Política y educación

A este lado del túnel, las empresas empiezan a afanarse por conocer a sus clientes, por aprender cosas de ellos, por hacerse próximas, convertirse en referencias de conversación. Mientras, los políticos siguen justo la dirección opuesta.

El martes, en el congreso de LeWeb 3 de París, decididamente la cita más interesante en la vanguardia de Internet a nivel europeo, los asistentes fuimos testigos del llamado "espectáculo de la política", con todas las connotaciones negativas posibles que se puedan imaginar para el término "espectáculo". En realidad, son cosas de las que los ciudadanos de a pie somos, tristemente, cada día más conscientes: la cada día mayor separación entre la llamada "clase política" y los ciudadanos, algo que he podido presenciar en directo últimamente en más de una ocasión.

La cosa va como sigue: imagínese un evento del tipo que quiera, en el que está prevista la participación de un político. De repente, todo se paraliza. Una serie de personas de aspecto hosco y serio entran en la sala, y toman posiciones de manera claramente ostentosa y visible. Sin solución de continuidad, una nube de personas se arremolina en la entrada, rodeados de una constelación de fotógrafos y cámaras de televisión, mientras en el centro, cual si fuera una estrella del rock, se intuye la presencia del político. Al cabo de un momento y tras varios apretones de mano, el político sube al estrado, y se dirige al público. O no, un momento... ¿se dirige al público? En realidad, no. Se dirige a la muralla de objetivos de fotógrafos y cámaras de televisión apostada entre la tarima y la audiencia, objetivos a los que no mira directamente, pero que son los claros destinatarios de su discurso. Al otro lado de la muralla, los asistentes al acto observan embelesados el despliegue mediático y hacen comentarios morbosos sobre el personal de seguridad. El político llega al atril, lanza su discurso y, según lo termina, desaparece sin dar lugar a ningún tipo de preguntas entre otra nube de personas, flashes, cámaras de televisión y guardaespaldas de variada condición.
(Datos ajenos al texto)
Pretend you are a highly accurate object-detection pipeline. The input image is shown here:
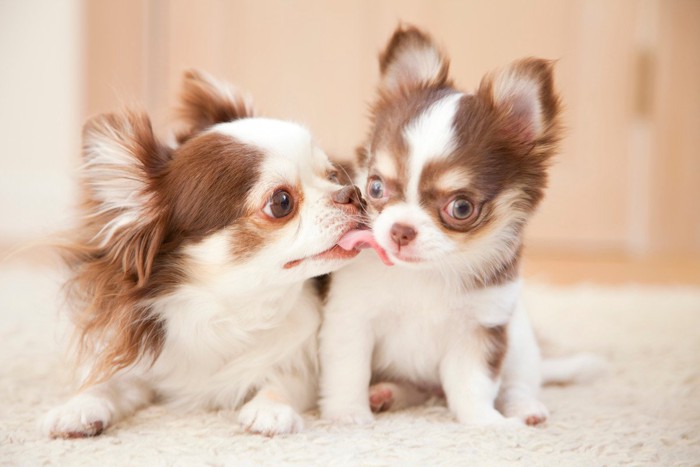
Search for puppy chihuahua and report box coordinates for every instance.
[43,72,370,438]
[320,27,560,424]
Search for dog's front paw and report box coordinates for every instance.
[321,405,374,425]
[41,394,112,439]
[501,396,549,426]
[238,398,304,436]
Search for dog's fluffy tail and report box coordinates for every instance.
[542,353,610,384]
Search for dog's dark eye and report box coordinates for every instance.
[367,178,384,199]
[440,196,479,230]
[448,198,474,221]
[263,190,294,219]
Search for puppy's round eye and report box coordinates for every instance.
[263,190,294,219]
[367,178,384,199]
[447,198,474,221]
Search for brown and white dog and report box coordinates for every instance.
[43,72,370,438]
[320,27,560,424]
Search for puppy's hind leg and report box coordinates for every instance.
[496,299,549,425]
[369,382,430,413]
[41,374,154,439]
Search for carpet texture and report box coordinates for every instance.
[0,265,700,466]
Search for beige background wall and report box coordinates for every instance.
[0,0,700,255]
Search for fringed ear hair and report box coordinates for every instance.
[81,111,171,285]
[478,58,560,151]
[379,26,449,96]
[177,70,254,143]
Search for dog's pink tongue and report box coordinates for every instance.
[338,230,394,266]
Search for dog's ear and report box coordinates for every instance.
[477,58,560,150]
[379,25,449,92]
[177,70,254,143]
[81,111,172,285]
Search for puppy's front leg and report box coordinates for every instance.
[496,300,548,425]
[41,374,154,438]
[319,312,374,425]
[440,339,506,425]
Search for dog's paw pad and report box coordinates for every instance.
[238,399,304,436]
[503,397,549,426]
[369,384,394,413]
[42,395,112,439]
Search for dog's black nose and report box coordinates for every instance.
[391,224,418,247]
[332,185,365,209]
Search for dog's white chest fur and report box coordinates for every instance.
[151,276,320,408]
[327,253,520,385]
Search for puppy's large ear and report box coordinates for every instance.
[477,58,560,156]
[379,25,450,92]
[177,70,254,143]
[81,111,172,285]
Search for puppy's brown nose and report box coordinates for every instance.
[391,224,417,247]
[331,185,365,210]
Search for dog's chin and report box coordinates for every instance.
[283,244,360,274]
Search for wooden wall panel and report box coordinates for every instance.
[87,0,700,252]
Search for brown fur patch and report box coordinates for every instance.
[64,112,263,385]
[177,70,255,143]
[358,27,561,286]
[379,25,450,93]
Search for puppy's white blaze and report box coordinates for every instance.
[492,70,544,137]
[374,151,399,180]
[383,45,443,89]
[403,93,463,203]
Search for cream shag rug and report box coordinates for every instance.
[0,265,700,466]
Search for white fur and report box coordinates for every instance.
[43,119,355,437]
[404,93,462,202]
[320,253,539,424]
[320,94,547,425]
[81,124,152,246]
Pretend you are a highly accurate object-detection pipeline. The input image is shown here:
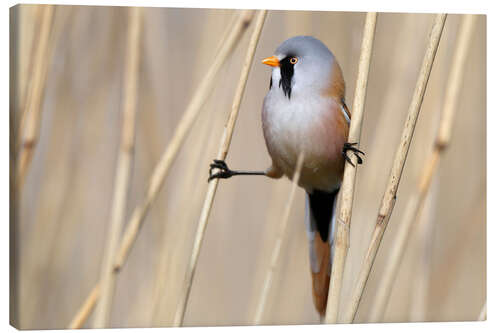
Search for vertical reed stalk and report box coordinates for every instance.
[370,15,476,322]
[253,152,304,325]
[174,10,267,326]
[325,13,377,324]
[16,5,54,190]
[477,301,487,321]
[345,14,446,323]
[93,7,143,328]
[68,11,253,329]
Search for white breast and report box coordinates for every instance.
[262,77,343,189]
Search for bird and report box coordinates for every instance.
[209,36,364,320]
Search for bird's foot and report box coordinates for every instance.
[208,160,236,181]
[342,142,365,166]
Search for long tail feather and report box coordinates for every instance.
[306,190,338,318]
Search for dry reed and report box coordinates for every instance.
[370,15,476,322]
[253,152,304,325]
[174,10,267,326]
[325,13,377,324]
[16,5,54,190]
[93,7,143,328]
[477,301,487,321]
[151,11,239,327]
[68,11,253,329]
[345,14,446,323]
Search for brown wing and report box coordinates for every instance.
[311,231,330,317]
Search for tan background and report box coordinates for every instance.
[11,5,486,329]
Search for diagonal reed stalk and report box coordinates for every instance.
[325,13,377,324]
[369,15,476,322]
[345,14,446,323]
[93,7,143,328]
[16,5,54,190]
[253,152,304,325]
[68,10,253,329]
[174,10,267,326]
Las reglas de protocolo dicen ahora que en el momento en que llega el político de turno al evento que sea, todo debe paralizarse para que él o ella puedan subirse a la tarima y empezar su discurso. Si alguien estaba hablando en ese momento, porque el acto llevase algo de retraso o hubiese sufrido alguna alteración en su agenda, no importa: el moderador u organizador del mismo se encargará de interrumpirlo de manera habitualmente brusca, pero con cara de "mi brusquedad está justificada", y de dar paso al político, que tiene que llegar necesariamente "a mesa puesta", y que a veces incluso solicita a la organización que desencadene un aplauso "espontáneo" en el momento de entrar en la sala.

¿Qué está pasando con esa llamada "clase política"? ¿Realmente pasaría algo si en lugar de dedicarse a interrumpir de manera brusca y maleducada todo aquel evento en el que hacen acto de presencia, llegasen como personas normales, se sentasen en primera fila a esperar que el ponente anterior terminase su intervención, y subiesen pacíficamente al estrado sin alardes mediáticos y de seguridad? ¿Es que no es posible ejercer la vigilancia de una personalidad pública sin tener que parecer los primos lejanos de los hombres de Harrelson?

La respuesta es que, en realidad, no pasaría absolutamente nada. Nada, y mucho menos la agenda de un político, es tan urgente como para justificar tanta mala educación. Y además, estoy perfectamente convencido, a tenor de los políticos que voy conociendo, de que ni siquiera ellos se sienten cómodos en semejantes situaciones, salvo casos de profunda y patológica megalomanía. En realidad, el político no suele ser alguien maleducado y grandilocuente, sino una persona perfectamente normal. Entre otras cosas, porque el político, además, no debería "ser", sino más bien "estar". No se "es", político, se es otra cosa, y en algún momento, por las razones que sea, se llega a "estar" en un determinado cargo político un periodo que debe tener un final. Cuando el político pasa del "estar" al "ser", cuando se "profesionaliza", es cuando empieza a dar lugar a esa "clase política" que ya casi recuerda a la corte de Versalles del siglo XVIII.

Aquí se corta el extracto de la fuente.